Tuesday, April 26, 2011

Jason goes to SFIFF--Day 5

Two more movies, as the weekday grind starts with HOT COFFEE (ha, get it, "grind"..."coffee!") Uhhhhh...sorry. Anyway, HOT COFFEE is one of the social action documentaries in the festival, and it uses the famous McDonald's spilled coffee lawsuit as a jumping off point. You know the case, right? Where the lady was holding her coffee cup between her legs as she drove, spilled it on herself, and sued for millions and millions of dollars? Well, did you know that actually she wasn't driving, the car was parked and she was in the passenger seat while her grandson was in the driver seat? Did you know that McDonalds intentionally kept the coffee way hotter than was safe for human consumption (because their market research showed that drive-through customers preferred it extra hot so that it would be drinking temperature once they got to their destination)? Did you know that there were months worth of complaints--it was hardly an isolated incident? Did you know McDonalds had specifically used a cheaper cup with a poorly fitting lid in order to save a couple of cents per cup? And after all this happened, McDonalds major response was to print a warning label stating that the coffee is hot, which only makes sense if you believe that the root cause of the accident was A) she didn't know coffee was hot, and B) she thought the best way to find out was dumping it in her lap.

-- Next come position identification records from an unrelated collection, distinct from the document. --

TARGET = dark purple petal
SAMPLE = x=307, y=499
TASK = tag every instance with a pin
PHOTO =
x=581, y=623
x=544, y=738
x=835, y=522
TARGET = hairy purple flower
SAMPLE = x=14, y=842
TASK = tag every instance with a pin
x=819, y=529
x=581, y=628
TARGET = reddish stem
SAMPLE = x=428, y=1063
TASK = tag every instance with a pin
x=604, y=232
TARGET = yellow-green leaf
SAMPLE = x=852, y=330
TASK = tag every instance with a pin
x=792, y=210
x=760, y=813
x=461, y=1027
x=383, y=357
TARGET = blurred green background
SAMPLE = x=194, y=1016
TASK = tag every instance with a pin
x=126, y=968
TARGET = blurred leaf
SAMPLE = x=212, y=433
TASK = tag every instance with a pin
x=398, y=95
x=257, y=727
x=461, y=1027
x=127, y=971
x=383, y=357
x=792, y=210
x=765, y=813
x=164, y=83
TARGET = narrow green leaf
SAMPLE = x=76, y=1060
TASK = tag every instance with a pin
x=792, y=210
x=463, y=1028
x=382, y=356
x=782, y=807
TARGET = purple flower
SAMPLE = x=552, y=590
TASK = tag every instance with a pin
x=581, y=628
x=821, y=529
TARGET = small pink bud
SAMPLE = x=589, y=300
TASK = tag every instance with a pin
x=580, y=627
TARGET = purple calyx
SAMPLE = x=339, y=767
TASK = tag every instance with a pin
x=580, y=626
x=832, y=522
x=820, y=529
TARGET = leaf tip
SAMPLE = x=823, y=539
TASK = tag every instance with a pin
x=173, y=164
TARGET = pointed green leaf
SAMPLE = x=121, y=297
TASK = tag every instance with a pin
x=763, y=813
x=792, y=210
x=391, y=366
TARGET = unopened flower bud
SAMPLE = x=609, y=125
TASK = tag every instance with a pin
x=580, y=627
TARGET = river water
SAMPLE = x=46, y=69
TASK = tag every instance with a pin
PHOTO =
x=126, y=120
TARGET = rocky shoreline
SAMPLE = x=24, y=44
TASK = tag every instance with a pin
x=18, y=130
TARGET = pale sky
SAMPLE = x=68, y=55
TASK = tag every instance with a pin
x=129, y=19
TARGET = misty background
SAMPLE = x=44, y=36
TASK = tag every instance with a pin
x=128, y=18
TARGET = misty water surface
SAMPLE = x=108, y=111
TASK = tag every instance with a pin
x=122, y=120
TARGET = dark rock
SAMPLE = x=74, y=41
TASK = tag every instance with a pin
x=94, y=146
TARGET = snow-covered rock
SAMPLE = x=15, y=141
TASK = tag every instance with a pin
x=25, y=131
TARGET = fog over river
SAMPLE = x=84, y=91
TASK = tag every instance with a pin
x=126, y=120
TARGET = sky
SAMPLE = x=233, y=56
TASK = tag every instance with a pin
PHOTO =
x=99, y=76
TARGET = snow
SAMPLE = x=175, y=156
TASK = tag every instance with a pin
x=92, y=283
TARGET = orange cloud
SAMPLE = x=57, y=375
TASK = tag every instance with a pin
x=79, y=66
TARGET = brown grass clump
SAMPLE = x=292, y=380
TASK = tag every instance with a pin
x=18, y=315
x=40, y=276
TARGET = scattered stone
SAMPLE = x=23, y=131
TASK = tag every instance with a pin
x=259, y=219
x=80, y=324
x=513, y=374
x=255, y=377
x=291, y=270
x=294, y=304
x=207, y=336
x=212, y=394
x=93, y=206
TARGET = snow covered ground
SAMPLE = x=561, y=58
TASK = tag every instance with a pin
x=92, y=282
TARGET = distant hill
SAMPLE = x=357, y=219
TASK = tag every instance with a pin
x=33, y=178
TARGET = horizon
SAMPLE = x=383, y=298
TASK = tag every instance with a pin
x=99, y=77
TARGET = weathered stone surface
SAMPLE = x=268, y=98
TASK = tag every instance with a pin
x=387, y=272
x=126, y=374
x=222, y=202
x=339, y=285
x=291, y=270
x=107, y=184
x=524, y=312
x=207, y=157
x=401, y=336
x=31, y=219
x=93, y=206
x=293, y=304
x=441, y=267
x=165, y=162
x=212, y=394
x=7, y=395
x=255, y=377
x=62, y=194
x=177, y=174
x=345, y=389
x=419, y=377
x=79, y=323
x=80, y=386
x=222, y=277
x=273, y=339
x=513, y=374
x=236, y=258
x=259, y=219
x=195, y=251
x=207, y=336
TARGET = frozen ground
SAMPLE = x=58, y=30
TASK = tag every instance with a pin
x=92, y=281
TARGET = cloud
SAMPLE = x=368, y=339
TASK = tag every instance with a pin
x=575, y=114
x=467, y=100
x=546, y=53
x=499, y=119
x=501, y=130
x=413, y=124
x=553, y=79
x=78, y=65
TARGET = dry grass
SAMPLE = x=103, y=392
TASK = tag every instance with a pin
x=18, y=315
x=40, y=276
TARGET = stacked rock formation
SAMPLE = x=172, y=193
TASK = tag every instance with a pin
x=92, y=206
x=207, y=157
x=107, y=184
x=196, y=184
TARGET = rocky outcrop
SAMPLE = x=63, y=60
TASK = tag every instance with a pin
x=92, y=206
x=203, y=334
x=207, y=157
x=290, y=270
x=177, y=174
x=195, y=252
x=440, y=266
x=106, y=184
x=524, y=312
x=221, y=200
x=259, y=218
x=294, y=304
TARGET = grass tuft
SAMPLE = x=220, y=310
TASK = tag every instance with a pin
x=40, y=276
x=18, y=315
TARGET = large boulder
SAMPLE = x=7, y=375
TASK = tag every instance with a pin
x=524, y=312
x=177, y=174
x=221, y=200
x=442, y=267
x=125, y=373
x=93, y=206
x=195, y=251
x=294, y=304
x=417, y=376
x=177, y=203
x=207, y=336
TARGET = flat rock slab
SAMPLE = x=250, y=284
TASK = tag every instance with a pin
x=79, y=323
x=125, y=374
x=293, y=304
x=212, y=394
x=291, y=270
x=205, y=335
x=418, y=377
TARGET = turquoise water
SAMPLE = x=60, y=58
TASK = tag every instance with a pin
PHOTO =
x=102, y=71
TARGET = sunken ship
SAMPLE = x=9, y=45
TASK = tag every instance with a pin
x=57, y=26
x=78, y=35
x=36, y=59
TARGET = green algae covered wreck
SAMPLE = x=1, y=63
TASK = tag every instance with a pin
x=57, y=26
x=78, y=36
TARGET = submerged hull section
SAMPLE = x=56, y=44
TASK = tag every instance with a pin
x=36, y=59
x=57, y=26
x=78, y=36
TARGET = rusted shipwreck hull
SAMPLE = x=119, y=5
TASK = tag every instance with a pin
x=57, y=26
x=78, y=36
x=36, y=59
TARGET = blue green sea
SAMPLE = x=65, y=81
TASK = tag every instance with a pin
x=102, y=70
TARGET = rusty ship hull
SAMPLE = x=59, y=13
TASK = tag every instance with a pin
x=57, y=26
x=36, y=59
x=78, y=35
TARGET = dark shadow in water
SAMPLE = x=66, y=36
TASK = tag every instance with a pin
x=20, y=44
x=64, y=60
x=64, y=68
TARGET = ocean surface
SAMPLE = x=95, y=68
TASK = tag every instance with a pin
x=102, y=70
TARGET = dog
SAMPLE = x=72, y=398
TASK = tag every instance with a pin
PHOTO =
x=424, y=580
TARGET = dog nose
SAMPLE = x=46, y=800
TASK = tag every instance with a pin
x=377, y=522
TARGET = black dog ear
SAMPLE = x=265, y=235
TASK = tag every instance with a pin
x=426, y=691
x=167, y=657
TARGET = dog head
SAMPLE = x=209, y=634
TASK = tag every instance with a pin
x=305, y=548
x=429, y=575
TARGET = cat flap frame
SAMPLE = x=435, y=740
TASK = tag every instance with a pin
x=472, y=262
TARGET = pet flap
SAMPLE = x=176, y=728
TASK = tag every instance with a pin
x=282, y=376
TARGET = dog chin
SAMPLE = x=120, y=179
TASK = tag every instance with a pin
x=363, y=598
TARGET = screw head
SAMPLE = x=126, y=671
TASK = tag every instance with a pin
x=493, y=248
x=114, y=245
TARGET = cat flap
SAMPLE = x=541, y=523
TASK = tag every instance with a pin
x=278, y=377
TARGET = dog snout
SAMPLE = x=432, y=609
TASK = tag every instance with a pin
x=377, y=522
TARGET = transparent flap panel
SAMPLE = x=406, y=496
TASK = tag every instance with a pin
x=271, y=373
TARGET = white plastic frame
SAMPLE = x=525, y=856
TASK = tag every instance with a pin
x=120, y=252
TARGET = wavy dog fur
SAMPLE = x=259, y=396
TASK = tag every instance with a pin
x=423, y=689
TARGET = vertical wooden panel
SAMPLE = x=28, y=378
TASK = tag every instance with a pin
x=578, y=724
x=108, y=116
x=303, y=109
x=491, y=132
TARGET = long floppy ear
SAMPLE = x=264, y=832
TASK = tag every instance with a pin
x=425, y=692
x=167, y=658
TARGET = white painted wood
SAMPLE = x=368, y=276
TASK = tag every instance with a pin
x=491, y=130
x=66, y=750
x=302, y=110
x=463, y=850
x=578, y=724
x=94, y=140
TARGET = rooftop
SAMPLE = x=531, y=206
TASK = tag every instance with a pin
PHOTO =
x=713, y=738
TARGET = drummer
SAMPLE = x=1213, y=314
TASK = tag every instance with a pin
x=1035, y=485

Okay, all that above I knew and wrote before seeing the movie. The movie didn't contradict any of that, and I even included a few points the movie didn't address (warning, don't take my word for anything, check it for yourself. I'm operating on my own fallible memory). What I hadn't seen were the pictures of her burnt legs, which if anything makes me think she deserved more (the jury awarded ~$200,000 in economic damages and $2.7 million in punitive damages, which was reduced to ~$400,000 by the judge). But really that's just the movie's jumping off point to address four major fronts on which the civil justice system (remember, your right to your day in court) is under attack:
  1. Tort Reform
  2. Caps on Damages
  3. Judicial Elections
  4. Mandatory Binding Arbitration contracts
First time director (previously a lawyer) Susan Saladoff does an admiral job not only explaining each of the issues via interviews with experts, but delivering the message with personal stories. She interviews parents of twins, one of whom was born with brain damage because their doctor missed obvious danger signs and delayed a cesarean section too long. She interviews former judge Oliver Diaz, who lost his re-election bid when the U.S. Chamber of Commerce targeted him as not being business friendly enough. And most harrowing, she interviews a young woman who was working for KBR (part of Halliburton) in Iraq when she was drugged and brutally gang-raped by her co-workers, and had to fight 4 years for her day in court (now scheduled for this June).

Perhaps the most moving lines were at the end, with a former judge explaining that suing someone is actually a heroic act. It takes a lot of work, and you have to put your life on hold, but by going through the process and getting a jury to acknowledge that someone has wronged you, you don't just get compensated, you change their behavior and prevent them from harming others. The world is a much safer place because of lawsuits changing economic behavior.

I think it's pretty obvious that this film was pretty much preaching to the choir with me. But this choir member was happy to learn a few new hymns. And if you want to learn more, check out their website by clicking here. And especially check out their Take Action link.

And then the second film of the night was HAHAHA, by Korean auteur Hong Sang-soo. He's up to his old, playful tricks again, employing parallel actions, a character who is a filmmaker, and lots of talking over drinks. Specifically, two old friends meet for drinks as one is on his way out of Korea--moving to Canada to live with his aunt. They each tell stories of their recent trips to the same seaside town, and the audience learns (but they don't) that they were there at the same time, and ran into a lot of the same people. The similarities don't stop there. They both drink a lot, they write/recite poetry, they both have impulsive love affairs (oh yeah, that's the inspiration for the poetry). Early on, one challenges a tour guide at a historic site. When she tells a class that the more they know, the more they can see, he asserts the opposite--the less you know the more you see. Hong Sang-soo is clearly creating a situation where the audience knows more than the characters. Question is, does that make you see more or less than they do? I don't know the answer for sure, but I think, "more."